Homework 1

library(tidyverse)
## ── Attaching core tidyverse packages ──────────────────────── tidyverse 2.0.0 ──
## ✔ dplyr     1.1.4     ✔ readr     2.1.6
## ✔ forcats   1.0.1     ✔ stringr   1.6.0
## ✔ ggplot2   4.0.2     ✔ tibble    3.3.1
## ✔ lubridate 1.9.4     ✔ tidyr     1.3.2
## ✔ purrr     1.2.1     
## ── Conflicts ────────────────────────────────────────── tidyverse_conflicts() ──
## ✖ dplyr::filter() masks stats::filter()
## ✖ dplyr::lag()    masks stats::lag()
## ℹ Use the conflicted package (<http://conflicted.r-lib.org/>) to force all conflicts to become errors
library(openintro)
## Loading required package: airports
## Loading required package: cherryblossom
## Loading required package: usdata

Problem 1

The gpa data set is available through openintro package in R. Answer the following questions with an appropriate graph. Summarize your finding in plain text for each graph to answer the question.

1). By doing your own research, give the precise meaning of each variable.

gpa: The student's grade point average, measured on a standard scale.
studyweek: The number of hours per week student studies outside of class.
sleepnight: The average number of hours the student sleeps per night.
out: The number of nights per week the student goes out.
gender: The student's gender, a factor with level female and male.

2). Visualize the relationship between studyweek and gpa. What does your graph indicate?

ggplot(data=gpa, aes(x = studyweek, y = gpa)) +
  geom_point(alpha = 0.7) + 
  geom_smooth() +
  labs(
    title = "Relationship between Weekly Study Hours and GPA",
    x = "Hours Studies per Week",
    y = "GPA"
  ) +
  theme(plot.title = element_text(hjust = 0.5))
## `geom_smooth()` using method = 'loess' and formula = 'y ~ x'

Conclusion: The graph indicates a weak positive relationship between weekly study hours and GPA. As the number of hours studied per week increases, GPA tends to increase slightly, but the trend is not strong.

3). Visualize the relationship between out and gpa. What does your graph indicate?

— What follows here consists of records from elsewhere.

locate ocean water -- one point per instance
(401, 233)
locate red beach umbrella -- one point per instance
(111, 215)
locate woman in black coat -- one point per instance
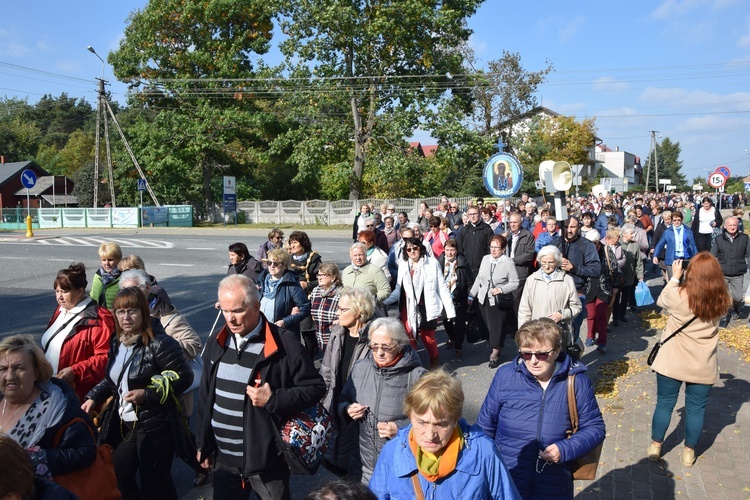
(142, 424)
(458, 277)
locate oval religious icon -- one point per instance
(502, 175)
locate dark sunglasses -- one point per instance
(541, 356)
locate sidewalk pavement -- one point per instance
(722, 468)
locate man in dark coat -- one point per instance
(732, 249)
(520, 249)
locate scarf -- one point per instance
(270, 286)
(449, 273)
(437, 466)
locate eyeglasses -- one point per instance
(385, 348)
(130, 313)
(541, 356)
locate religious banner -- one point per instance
(502, 175)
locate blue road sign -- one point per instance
(230, 203)
(28, 178)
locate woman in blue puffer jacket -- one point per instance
(526, 413)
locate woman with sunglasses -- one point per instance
(422, 294)
(139, 375)
(496, 280)
(275, 240)
(324, 302)
(374, 393)
(526, 413)
(348, 344)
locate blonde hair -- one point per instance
(437, 392)
(281, 256)
(27, 344)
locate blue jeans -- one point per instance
(578, 320)
(696, 396)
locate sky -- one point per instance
(678, 67)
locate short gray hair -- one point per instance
(393, 328)
(359, 245)
(140, 276)
(550, 250)
(627, 229)
(241, 282)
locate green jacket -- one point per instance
(105, 297)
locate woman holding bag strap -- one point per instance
(691, 356)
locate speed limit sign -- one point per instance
(716, 180)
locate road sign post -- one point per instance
(28, 180)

ggplot(gpa, aes(x = out, y = gpa)) +
  geom_point(alpha = 0.6) +
  geom_smooth(method = "lm") +
  labs(
    title = "Relationship between Nights Out per Week and GPA",
    x = "Nights Out per Week",
    y = "GPA"
  ) +
  theme_minimal() +
  theme(plot.title = element_text(hjust = 0.5)) 
## `geom_smooth()` using formula = 'y ~ x'

Conclustion: The graph indicates a very weak positive relationship between the number of nights out per week and GPA. Although GPA appears to increase slightly as the number of nights out increases, the wide spread of the data points suggests that this relationship is not strong.

4). Visualize the relationship between out and sleepnight. What does your graph indicate?

ggplot(gpa, aes(x = as.factor(out), y = sleepnight)) +
  geom_boxplot(fill = "lightblue") +
  labs(
    title = "Hours of Sleep per Night by Number of Nights Out per Week",
    x = "Nights Out per Week",
    y = "Hours of Sleep per Night"
  ) +
  theme_minimal() +
  theme(
    plot.title = element_text(hjust = 0.5)
  )

Conclustion: The plot shows that there is no clear relationship between how many nights students go out per week and how many hours they sleep per night. Students with different numbers of nights out have similar sleep hours, so going out more does not clearly mean sleeping less or more.

5). Visualize the relationship between gender and studyweek. What does your graph indicate?

ggplot(gpa, aes(x = gender, y = studyweek)) +
  geom_boxplot(fill = "lightgreen") +
  labs(
    title = "Weekly Study Hours by Gender",
    x = "Gender",
    y = "Hours Studied per Week"
  ) +
  theme_minimal() +
  theme(
    plot.title = element_text(hjust = 0.5)
  )

Conclusion: The boxplot shows that male and female students have similar weekly study hours. Although there are small differences in the medians, the distributions overlap a lot. This suggests that gender is not strongly related to how much students study each week.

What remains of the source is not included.